Omurganın bel kısmında 5 adet omur kemiği ve bu kemikler arasında da özel bir bağ dokusu olan, disk adı verilen kıkırdaklar bulunur. Burası vücut ağırlığını en fazla taşıyan yerdir. Herhangi bir zorlanmayla ortasında çekirdek ve bunu koruyan kapsülden oluşan disk yırtılır. Bel fıtığı bu disklerin dışarıya doğru taşarak sinirleri sıkıştırması ile oluşur.
Her yaşta ortaya çıkabilen bel fıtığı 30- 60 yaş arasındaki erişkinlerde sıklıkla görülür.
Bel fıtığının oluşumunda rol oynayan faktörlerin başında günlük aktiviteler esnasında yapılan bilinçsiz hareketler, aşırım kilo, hareketsizlik ve disk dejenerasyonunu artıran sigara içimi gelmektedir. Eğilerek veya uzanarak bir yük kaldırmak veya ters bir hareket yapmak fıtık oluşumunda en etkin faktörlerin başında gelir. Ayrıca disklerde özellikle yaş ilerledikçe artan dejenerasyon fıtık riskini artırır.
En sık görülen belirtiler şu şekilde sıralanabilir:
Başlangıç aşamasında bir fıtık için ameliyat önerilmez. Kişinin kas gevşetici ilaçlar alması, belirli hareketlerden kaçınarak ( Eğilme, yük kaldırma vb.) ortopedik bir yatakta yatarak ve sıklıkla istirahat etmesi önerilir.
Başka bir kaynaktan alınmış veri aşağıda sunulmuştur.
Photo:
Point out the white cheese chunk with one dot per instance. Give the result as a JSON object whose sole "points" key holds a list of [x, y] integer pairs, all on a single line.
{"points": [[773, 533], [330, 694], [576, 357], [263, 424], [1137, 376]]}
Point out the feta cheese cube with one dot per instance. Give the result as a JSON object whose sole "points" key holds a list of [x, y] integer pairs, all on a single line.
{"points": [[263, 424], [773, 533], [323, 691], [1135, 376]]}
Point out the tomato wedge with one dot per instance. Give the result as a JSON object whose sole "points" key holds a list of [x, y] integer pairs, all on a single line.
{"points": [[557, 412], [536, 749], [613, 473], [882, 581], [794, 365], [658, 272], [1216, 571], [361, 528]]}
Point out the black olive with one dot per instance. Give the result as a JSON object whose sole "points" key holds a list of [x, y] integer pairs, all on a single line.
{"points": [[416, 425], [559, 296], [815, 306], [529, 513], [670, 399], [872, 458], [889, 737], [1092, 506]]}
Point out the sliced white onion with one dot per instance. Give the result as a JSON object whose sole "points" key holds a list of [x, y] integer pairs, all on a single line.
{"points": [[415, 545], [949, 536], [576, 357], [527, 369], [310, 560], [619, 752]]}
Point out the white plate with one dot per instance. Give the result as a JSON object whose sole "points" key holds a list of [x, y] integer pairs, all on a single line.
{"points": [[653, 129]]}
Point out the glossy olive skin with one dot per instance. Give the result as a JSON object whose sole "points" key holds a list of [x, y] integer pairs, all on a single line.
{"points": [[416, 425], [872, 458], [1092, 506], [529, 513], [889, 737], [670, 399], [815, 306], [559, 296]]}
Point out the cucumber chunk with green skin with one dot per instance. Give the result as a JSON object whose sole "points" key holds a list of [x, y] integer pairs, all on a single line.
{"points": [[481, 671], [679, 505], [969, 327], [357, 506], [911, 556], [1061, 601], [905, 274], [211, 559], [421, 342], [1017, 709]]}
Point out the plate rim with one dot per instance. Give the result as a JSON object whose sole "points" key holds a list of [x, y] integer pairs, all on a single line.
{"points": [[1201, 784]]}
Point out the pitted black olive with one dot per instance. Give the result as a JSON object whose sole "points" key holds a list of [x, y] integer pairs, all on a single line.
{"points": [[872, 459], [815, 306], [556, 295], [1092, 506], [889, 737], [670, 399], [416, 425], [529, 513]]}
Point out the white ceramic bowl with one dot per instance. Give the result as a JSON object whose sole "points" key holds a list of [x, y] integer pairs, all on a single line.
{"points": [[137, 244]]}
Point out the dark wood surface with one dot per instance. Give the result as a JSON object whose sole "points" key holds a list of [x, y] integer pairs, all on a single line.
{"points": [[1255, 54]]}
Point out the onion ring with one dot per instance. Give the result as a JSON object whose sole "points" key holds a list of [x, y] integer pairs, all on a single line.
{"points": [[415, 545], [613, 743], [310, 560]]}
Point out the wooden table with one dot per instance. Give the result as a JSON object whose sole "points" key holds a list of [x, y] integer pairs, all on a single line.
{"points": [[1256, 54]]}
Eğer fıtık ilerlerse uzman eşliğinde fizik tedavi yapılması doğru olacaktır. Fizik tedaviye rağmen ağrılar devam eder ve düzelme sağlanmazsa cerrahi tedavi yapılmalıdır. Bel fıtığı ameliyatlarında amaç fıtıklaşan kısımla birlikte diskin çekirdeğini boşaltmak ve sinir üzerindeki baskıyı kaldırmaktır.
Günümüzde kullanım sıklığı azalan klasik cerrahi tedavide, genel anestezi altında, belde yapılan 4-5 cm’ lik bir kesiyle girilip fıtığa ulaşılır ve disk çıkartılır.
Günümüzde sıklıkla kullanılan microcerrahi yöntemde uygulamalar, ameliyat mikroskobu eşliğinde gerçekleştirilir. Kesinin 2-3 cm. gibi küçük olması, daha az hacimde kas dokusuyla uğraşılması gibi avantajları vardır. Hastanede bir gün kalınır. Nüks ve komplikasyon oranı çok düşüktür.
Endoskopik ameliyat ile belde yapılan küçük kesiden içeri sokulan tüp içinden ameliyat gerçekleştirilir.